I’m always sad when things end. Even when I’m glad they're over.
My in-laws came to visit and meet their new grandson. One week was the perfect length of time. But after they left, the house felt too empty. I couldn’t shake the depressing feeling.
It’s the comedown.
There are at least three contributing factors to a comedown:
- Anticipation and excitement leading up to the event
- Increased alcohol consumption
- Being surrounded by loved ones
Afterwards, as this trifecta subsides, it feels like adderall wearing off.
The same thing happened after our week-long wedding in Puerto Rico. I walked around our empty villa on the last day and the sadness was overwhelming. Everyone was gone. We would never get the week back. It had already become a memory.
Our villa was so full of life and fun and happiness all week but then it was empty. I could feel the emptiness in my body. I wanted to keep everybody close. I wanted to stay together with everyone.
But not really. I’m an introvert. I crave alone time. I was looking forward to getting back home.
But there’s something in the transition that always gets me.
The old me would wallow. I’d hole up in my apartment, binge-watch TV, eat pizza and Cheez-its, and drink a bottle of wine.
The new me only takes a day until I feel better, but that day is always rough. I force myself to workout.
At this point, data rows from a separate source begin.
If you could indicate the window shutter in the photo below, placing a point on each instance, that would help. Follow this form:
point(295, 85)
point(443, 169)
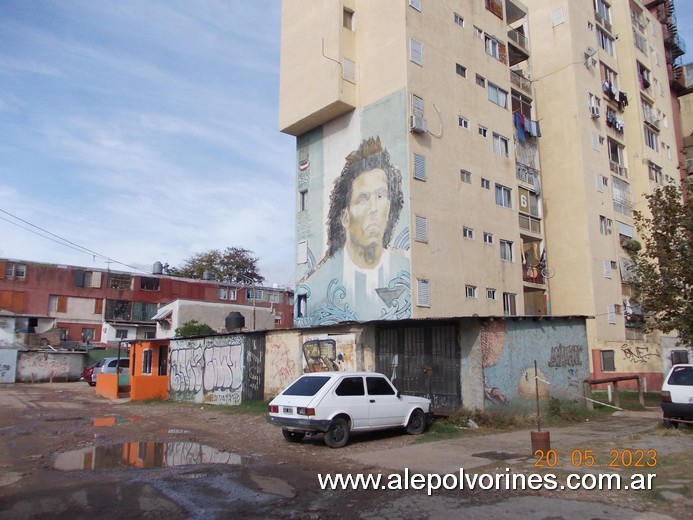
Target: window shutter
point(423, 293)
point(421, 233)
point(419, 167)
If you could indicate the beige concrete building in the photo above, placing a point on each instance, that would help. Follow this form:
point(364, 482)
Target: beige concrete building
point(461, 217)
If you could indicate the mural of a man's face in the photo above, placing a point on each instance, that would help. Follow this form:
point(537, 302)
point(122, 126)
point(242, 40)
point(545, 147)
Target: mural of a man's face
point(365, 218)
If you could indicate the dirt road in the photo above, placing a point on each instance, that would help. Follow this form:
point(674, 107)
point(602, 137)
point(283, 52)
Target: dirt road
point(66, 453)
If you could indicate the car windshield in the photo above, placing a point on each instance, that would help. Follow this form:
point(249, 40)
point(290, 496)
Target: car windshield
point(307, 386)
point(681, 376)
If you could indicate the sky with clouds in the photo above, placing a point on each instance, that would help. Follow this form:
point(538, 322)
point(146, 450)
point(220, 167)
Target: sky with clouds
point(143, 131)
point(147, 131)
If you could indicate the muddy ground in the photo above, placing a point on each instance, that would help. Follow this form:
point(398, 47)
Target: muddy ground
point(62, 451)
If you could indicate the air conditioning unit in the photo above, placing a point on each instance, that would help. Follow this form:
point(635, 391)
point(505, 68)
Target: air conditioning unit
point(417, 124)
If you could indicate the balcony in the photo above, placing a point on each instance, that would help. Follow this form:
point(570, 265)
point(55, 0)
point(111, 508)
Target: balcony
point(619, 170)
point(526, 174)
point(521, 82)
point(529, 223)
point(518, 46)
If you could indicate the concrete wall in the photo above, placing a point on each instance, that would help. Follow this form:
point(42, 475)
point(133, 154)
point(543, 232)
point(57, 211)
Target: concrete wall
point(33, 366)
point(207, 370)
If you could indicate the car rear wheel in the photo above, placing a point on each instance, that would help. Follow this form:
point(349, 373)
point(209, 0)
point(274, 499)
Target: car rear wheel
point(293, 436)
point(338, 434)
point(417, 423)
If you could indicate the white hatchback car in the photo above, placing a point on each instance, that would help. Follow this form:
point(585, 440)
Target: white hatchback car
point(677, 395)
point(338, 403)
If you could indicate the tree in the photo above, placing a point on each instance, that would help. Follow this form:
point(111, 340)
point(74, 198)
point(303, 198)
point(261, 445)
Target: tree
point(663, 270)
point(235, 264)
point(193, 328)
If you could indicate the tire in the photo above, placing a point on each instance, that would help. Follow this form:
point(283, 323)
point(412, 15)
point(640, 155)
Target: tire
point(338, 434)
point(417, 423)
point(293, 436)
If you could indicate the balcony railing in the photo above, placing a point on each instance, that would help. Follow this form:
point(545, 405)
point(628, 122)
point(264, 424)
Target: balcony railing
point(520, 82)
point(618, 169)
point(526, 174)
point(529, 223)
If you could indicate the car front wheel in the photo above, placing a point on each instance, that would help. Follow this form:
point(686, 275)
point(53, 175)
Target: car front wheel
point(338, 434)
point(293, 436)
point(417, 423)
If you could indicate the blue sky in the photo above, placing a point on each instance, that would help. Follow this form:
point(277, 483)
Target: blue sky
point(147, 131)
point(143, 131)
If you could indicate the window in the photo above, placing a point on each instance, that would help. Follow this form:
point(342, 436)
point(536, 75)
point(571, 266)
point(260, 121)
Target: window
point(503, 196)
point(421, 232)
point(149, 284)
point(611, 313)
point(419, 167)
point(679, 357)
point(492, 47)
point(417, 105)
point(509, 307)
point(416, 52)
point(622, 197)
point(252, 293)
point(226, 293)
point(651, 139)
point(506, 250)
point(605, 225)
point(378, 386)
point(350, 386)
point(501, 145)
point(15, 271)
point(497, 95)
point(423, 296)
point(605, 41)
point(608, 364)
point(655, 173)
point(348, 19)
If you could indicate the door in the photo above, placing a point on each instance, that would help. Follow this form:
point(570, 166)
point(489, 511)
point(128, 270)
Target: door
point(385, 409)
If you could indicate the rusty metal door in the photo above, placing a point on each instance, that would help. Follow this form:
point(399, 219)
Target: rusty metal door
point(422, 360)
And I don’t drink alcohol. But I still want to cry.
I told my husband a few times throughout the day that I was feeling sad. Each time I said it I had to take a few breaths first. I had to control myself or I’d start sobbing.
In The Lost Art of Crying, Nibras Ibnomer explains its benefits:
“Crying is a powerful tool for processing experiences and clearing emotions stored in the body. The fear of crying and our insistence on not allowing ourselves to cry can lead to emotional blocks and [...] restricted self-expression.”
All day I was trying to figure out why I was so sad. I asked myself questions like, “What’s wrong with me? What do I have to be sad about? What can I do to stop feeling this way?”
But those were the wrong questions. Instead I should have asked myself, “Why do I feel stupid for crying? How might it feel to let myself cry? What is the best path to work through my emotions rather than suppress them?”
So the next time a trip ends and I’m feeling sad I’m going to try and just let myself cry. Maybe it will make the transition easier. Maybe I will feel better in much less time.
Or maybe I should drink less wine. But that’s a whole other issue.